Khandiq melongo mendengar penuturan Fahmi. Dia tahu Titin Taniyah, ustazah asal Bandung istri Fahmi. Cantiknya bukan kaleng-kaleng mirip seperti Desi Ratnasari. Bahkan dia sendiri amat mengagumi tidak hanya kecantikan Titin, tetapi juga keilmuan Mojang Priangan itu. Perasaan Khandiq tiba-tiba menjadi tidak enak.
“Kalau istri antum aja antum umpanin ...,” Khandiq tidak dapat meneruskan ucapannya saking dia sendiri takut kalau jawabannya akan menyakiti dirinya.
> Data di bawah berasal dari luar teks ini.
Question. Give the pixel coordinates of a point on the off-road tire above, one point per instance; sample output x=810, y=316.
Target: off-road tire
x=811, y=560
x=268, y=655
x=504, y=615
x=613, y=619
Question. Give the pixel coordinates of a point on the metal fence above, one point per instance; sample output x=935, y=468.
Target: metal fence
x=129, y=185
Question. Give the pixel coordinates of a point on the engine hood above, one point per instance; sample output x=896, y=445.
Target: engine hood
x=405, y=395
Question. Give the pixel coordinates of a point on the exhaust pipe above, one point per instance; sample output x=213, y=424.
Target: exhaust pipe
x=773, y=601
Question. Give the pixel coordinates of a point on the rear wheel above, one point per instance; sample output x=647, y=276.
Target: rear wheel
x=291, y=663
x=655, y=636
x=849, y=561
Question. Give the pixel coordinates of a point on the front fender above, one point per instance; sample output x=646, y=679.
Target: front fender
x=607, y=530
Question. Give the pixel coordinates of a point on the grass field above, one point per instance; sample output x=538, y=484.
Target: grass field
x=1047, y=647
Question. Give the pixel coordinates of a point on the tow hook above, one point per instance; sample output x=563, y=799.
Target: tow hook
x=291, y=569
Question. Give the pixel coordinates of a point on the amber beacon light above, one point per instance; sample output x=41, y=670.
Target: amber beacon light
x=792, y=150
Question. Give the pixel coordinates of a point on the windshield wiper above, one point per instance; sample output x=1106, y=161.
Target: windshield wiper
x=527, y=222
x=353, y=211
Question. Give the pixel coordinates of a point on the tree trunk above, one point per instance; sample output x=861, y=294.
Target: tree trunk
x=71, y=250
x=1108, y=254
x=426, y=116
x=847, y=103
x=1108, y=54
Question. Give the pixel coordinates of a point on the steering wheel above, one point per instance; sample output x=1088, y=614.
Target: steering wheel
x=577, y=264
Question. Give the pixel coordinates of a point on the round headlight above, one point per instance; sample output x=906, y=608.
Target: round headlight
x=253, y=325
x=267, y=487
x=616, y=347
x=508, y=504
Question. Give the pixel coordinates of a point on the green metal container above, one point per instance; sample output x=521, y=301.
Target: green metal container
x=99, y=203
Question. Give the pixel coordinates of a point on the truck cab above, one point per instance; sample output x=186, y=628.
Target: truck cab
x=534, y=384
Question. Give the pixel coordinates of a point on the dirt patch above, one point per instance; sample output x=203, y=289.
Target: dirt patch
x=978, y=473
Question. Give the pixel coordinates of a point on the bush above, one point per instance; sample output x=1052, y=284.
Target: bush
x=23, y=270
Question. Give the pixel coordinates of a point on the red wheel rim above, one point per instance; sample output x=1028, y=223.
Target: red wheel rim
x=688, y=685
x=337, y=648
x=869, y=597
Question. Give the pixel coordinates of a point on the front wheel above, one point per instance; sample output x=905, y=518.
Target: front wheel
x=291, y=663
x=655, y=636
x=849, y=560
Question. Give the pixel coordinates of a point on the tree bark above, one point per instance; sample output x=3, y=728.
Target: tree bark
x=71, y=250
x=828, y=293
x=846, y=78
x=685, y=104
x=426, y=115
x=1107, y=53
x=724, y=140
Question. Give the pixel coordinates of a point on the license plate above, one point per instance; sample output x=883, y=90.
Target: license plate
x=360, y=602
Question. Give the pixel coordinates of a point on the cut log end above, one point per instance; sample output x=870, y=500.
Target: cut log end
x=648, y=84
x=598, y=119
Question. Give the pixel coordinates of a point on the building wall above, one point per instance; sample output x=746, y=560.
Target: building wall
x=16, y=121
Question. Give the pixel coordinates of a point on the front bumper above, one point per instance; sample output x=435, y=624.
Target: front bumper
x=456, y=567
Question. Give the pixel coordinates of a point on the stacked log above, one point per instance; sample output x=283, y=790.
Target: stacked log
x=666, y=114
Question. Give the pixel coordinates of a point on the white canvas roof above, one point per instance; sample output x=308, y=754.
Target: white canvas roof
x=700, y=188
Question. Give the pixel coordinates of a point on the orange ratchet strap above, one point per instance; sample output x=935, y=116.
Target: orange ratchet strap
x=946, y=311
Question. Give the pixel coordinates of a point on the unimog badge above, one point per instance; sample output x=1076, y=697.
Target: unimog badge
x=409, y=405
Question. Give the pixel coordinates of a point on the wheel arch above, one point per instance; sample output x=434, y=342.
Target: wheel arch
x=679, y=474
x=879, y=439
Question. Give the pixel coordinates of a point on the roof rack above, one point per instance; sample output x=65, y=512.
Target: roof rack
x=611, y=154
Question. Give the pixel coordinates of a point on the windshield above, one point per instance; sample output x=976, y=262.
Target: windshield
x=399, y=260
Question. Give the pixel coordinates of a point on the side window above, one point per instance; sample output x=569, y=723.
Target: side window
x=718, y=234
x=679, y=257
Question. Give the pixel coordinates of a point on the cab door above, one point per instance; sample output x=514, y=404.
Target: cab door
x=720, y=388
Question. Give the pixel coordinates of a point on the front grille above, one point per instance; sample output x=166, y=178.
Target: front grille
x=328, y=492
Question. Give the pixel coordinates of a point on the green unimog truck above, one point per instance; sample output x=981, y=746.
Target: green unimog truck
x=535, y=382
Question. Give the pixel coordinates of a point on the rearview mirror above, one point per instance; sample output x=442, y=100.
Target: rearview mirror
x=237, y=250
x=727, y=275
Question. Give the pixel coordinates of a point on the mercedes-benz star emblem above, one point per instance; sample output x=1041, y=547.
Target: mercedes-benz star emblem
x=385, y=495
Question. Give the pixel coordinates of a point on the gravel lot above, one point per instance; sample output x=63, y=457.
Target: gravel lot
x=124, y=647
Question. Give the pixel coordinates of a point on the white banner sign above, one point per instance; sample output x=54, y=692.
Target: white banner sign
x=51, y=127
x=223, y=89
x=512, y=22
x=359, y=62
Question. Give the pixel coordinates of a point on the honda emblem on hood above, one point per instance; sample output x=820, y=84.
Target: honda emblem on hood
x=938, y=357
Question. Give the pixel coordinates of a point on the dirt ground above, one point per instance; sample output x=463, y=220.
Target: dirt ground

“Tad ... setiap orang akan membayar dengan apa yang dia miliki berlebih. Uang jelas ana gak ada. Ilmu jelas tinggian mereka. Ana cuma punya barisan akhwat yang siap ngangkang demi tujuan ana. Termasuk Leni,” kata Fahmi santai membuat kepala Khandiq berkunang-kunang saking beratnya jawaban Fahmi.
Di ujung penjelasan Fahmi, pintu sekali lagi diketuk. Kali itu Icha sang asisten datang bersama Leni yang berpakaian set gamis dengan cadar serba hitam. Sikapnya takzim sekali seperti bertemu dengan kyai besar seperti kebiasaan di NU.
“Assalamualaikum, Ustad Fahmi,” sapa Leni menghampiri Fahmi yang duduk di sofa. Istri Khandiq itu menyambut uluran tangan Fahmi dan mencium punggung tangan sang ustad sesat, kemudian Fahmi balas mencium kedua pipi Leni dan diakhiri dengan adu bibir panas keduanya.
“Assalamualaikum, Abi,” sapa Leni kepada Khandiq yang duduk di sebelah Fahmi. Khandiq yang melihat adegan itu luar biasa mual sampai lupa menjawab salam dan mengulurkan tangannya kepada Leni.
“Duduk sini, Leni Sayang,” kata Fahmi menepuk dudukan sofa di antara dirinya dan Khandiq.
“Afwan, Ustad. Afwan, Abi. Leni permisi duduk,” kata Leni. Sofa tiga dudukan itu dengan cepat penuh sesak dengan hawa mesum ketika Leni dengan takzim mendudukinya. Posisi Leni lebih condong menempel kepada Fahmi.
“Len ... jimak, yuk! Bilang sama suami anti, anti mau khidmat sama murabbi anti,” pinta Fahmi membuat Leni tersipu malu-malu, tetapi sekaligus membuat Khandiq sekali lagi merasa jantungnya berhenti berdetak.